Right inside the inside cover flap, it reads “Go beyond the cliches and myths.” I’m not sure exactly what they have in mind when they say that because The Aspiring Leader’s Guide to the Future is just about as cliched and folksy as it gets. That’s not necessarily a bad thing. Pop leadership has its place. But Scroggins work reads like a high-octane, goofy, surface-level look at leadership that riffs off the style of so many other leadership gurus.
The subtitle of the book talks about nine ways leadership is changing, but that structure never really comes into play in the book—other than having one introductory chapter followed by nine primary chapters. Some of the chapters have good advice—“Conflict never gets easy”—but how is that a change in leadership from the past? Another chapter in entitled “Leaders Never Fail—They Just Have Loads of Expensive Learnings.” Did leaders of the past believe they could fail? Scroggins sets up his book as contrasting the way things have always been done with A New Way™, but it isn’t at all clear these are actual changes in leadership trends.
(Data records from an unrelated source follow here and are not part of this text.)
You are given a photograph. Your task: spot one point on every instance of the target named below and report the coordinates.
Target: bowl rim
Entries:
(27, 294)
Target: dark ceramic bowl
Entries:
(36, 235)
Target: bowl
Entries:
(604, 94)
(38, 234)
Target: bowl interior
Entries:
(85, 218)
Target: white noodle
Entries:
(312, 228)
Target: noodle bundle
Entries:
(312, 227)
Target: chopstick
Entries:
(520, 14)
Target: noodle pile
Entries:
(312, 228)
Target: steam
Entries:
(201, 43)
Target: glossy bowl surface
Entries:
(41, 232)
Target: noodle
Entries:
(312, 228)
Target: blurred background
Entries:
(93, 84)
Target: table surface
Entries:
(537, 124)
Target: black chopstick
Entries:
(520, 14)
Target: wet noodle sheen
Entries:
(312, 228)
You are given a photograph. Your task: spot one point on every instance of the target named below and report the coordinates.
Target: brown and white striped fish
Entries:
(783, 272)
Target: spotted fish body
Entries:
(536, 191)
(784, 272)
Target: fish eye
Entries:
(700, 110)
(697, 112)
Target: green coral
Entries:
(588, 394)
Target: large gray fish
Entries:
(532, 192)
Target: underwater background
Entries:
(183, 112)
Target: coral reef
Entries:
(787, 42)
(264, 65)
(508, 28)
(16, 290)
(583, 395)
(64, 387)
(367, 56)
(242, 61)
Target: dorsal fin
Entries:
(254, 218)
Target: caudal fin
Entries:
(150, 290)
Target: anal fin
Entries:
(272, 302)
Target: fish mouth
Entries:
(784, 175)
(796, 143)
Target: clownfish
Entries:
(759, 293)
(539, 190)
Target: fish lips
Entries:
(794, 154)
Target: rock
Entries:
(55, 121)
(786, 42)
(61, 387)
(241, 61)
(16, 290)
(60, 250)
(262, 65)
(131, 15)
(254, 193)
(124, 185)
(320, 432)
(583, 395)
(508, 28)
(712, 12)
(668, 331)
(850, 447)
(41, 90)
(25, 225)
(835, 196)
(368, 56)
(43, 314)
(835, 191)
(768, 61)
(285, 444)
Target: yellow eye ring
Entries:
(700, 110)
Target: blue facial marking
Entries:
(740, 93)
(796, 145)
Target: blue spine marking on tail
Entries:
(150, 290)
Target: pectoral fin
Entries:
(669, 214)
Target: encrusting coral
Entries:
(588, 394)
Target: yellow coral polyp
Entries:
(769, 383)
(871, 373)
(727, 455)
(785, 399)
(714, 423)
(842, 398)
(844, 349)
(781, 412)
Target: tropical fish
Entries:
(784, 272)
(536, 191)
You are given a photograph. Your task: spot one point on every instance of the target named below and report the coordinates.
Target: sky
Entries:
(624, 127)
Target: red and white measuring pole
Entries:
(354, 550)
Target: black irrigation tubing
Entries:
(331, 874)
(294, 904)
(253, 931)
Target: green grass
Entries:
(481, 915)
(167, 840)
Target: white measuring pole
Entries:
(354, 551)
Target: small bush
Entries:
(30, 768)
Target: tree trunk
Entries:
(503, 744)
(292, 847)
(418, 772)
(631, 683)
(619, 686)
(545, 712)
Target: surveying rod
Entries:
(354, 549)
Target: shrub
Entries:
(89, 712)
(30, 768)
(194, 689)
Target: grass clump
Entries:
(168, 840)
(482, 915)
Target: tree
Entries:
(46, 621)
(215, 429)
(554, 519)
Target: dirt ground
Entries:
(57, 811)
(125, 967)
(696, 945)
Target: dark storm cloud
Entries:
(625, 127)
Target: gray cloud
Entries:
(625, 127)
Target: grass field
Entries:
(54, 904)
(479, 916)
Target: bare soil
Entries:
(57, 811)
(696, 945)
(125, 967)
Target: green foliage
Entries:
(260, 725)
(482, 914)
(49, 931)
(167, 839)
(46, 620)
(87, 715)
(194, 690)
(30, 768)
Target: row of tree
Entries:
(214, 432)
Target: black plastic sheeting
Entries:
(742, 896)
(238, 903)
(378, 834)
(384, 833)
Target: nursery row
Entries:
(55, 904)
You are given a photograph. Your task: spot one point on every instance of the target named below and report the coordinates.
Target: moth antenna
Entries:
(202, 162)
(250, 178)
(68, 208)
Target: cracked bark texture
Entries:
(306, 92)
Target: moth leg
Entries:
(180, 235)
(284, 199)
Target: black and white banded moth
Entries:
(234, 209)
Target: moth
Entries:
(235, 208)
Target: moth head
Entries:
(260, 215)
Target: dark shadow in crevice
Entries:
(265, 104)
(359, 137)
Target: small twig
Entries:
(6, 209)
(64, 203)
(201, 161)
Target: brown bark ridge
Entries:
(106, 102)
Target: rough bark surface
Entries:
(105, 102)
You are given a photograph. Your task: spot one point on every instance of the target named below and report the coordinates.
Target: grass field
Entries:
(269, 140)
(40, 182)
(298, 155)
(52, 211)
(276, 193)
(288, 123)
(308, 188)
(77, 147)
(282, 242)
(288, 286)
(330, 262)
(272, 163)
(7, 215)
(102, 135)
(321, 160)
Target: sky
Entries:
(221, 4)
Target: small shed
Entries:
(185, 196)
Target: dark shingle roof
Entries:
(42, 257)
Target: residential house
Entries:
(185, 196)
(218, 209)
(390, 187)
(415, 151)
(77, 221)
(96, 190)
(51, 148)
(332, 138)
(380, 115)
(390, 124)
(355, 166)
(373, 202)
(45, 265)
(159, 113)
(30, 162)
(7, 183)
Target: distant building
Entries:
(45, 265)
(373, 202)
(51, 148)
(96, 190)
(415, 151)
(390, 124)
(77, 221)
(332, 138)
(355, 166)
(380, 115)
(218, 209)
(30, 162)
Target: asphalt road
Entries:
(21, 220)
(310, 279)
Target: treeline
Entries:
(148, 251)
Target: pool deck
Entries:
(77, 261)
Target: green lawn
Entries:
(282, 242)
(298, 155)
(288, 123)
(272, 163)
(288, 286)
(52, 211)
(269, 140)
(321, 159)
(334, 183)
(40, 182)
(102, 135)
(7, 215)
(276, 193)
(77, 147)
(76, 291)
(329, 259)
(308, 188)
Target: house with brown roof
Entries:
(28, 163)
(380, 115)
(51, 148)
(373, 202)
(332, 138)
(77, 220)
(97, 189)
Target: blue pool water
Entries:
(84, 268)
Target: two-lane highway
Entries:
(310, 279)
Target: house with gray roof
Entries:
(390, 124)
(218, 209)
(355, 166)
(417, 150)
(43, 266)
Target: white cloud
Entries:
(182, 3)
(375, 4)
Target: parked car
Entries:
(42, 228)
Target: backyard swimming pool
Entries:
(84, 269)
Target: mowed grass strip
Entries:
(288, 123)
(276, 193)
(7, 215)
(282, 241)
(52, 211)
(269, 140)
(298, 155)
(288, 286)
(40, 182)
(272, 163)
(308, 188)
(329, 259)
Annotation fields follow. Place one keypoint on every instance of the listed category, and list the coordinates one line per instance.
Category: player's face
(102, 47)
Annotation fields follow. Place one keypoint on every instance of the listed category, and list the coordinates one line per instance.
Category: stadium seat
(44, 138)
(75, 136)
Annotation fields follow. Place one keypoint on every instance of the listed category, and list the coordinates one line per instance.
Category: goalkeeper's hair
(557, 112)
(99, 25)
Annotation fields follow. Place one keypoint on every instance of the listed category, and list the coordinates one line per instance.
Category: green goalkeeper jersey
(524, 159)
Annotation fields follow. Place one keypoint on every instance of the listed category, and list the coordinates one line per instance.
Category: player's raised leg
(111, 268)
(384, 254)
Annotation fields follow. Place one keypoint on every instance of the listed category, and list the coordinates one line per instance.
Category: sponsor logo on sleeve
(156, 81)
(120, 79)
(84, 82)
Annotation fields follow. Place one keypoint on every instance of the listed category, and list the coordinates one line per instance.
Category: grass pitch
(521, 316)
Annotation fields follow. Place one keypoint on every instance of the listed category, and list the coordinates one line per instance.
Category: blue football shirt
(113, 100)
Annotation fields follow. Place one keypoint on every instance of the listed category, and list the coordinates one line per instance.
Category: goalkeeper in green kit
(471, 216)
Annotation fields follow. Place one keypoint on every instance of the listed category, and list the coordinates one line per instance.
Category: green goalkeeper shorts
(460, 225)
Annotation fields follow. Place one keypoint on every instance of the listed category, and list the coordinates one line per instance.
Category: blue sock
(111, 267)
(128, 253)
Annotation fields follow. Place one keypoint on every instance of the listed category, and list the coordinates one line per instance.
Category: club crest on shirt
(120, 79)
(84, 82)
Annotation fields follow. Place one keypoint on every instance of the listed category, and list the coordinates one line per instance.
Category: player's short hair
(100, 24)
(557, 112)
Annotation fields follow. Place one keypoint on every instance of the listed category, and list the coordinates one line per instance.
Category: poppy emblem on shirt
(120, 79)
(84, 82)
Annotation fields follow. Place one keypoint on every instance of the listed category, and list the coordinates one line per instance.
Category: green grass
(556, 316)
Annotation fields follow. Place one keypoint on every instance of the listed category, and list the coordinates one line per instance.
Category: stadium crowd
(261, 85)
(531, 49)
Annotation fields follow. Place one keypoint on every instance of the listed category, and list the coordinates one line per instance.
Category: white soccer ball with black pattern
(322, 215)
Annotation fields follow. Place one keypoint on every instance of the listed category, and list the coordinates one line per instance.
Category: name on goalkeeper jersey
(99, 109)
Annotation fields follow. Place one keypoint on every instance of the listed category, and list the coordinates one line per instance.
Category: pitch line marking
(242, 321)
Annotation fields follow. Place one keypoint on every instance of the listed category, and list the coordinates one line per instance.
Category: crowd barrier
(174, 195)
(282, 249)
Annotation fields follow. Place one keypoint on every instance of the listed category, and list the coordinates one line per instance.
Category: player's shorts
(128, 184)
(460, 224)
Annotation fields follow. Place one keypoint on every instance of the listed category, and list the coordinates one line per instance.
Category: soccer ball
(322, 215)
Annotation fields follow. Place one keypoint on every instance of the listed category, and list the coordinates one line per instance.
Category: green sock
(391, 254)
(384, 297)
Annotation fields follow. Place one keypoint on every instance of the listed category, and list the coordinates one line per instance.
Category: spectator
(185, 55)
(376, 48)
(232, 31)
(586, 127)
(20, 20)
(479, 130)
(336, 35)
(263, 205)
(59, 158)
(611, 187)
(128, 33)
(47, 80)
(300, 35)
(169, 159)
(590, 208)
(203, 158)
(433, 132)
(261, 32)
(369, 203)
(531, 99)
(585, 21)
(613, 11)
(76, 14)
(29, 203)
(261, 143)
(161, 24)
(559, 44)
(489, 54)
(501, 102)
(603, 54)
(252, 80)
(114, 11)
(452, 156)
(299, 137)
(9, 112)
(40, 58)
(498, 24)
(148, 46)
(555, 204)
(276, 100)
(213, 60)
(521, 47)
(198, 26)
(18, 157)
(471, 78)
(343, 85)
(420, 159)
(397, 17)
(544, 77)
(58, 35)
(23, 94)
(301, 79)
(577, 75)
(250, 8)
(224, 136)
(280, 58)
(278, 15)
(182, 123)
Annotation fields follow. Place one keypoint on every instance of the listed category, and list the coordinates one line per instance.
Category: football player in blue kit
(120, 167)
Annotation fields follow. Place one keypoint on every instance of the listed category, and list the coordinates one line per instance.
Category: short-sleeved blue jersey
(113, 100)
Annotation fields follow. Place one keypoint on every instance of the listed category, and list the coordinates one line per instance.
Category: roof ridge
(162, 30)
Integral to the book’s style is Scroggins’ folksy humor and sports/television references. It’s maybe not fair to criticize a book based on something it was actively trying to do, but for me the references fell flat. Most were a distraction from the content, not an addition to it. They led readers away from the intended point instead of deeper into it.
The Aspiring Leader’s Guide to the Future doesn’t give bad advice, it just fails to give good advice with any substance behind it. None of the leadership trends it talks about are at all surprising or even necessarily current trends. Like, maybe if you only had a late-20th century sitcom idea of what leadership was like—think Cosmo Spacely or Mr. Burns—then this may introduce you to new thinking, but otherwise it’s nothing new. Overall, the book comes off as carefully marketed, packaged, and presented but I found it to be, as they might say in Texas, all hat and no cattle.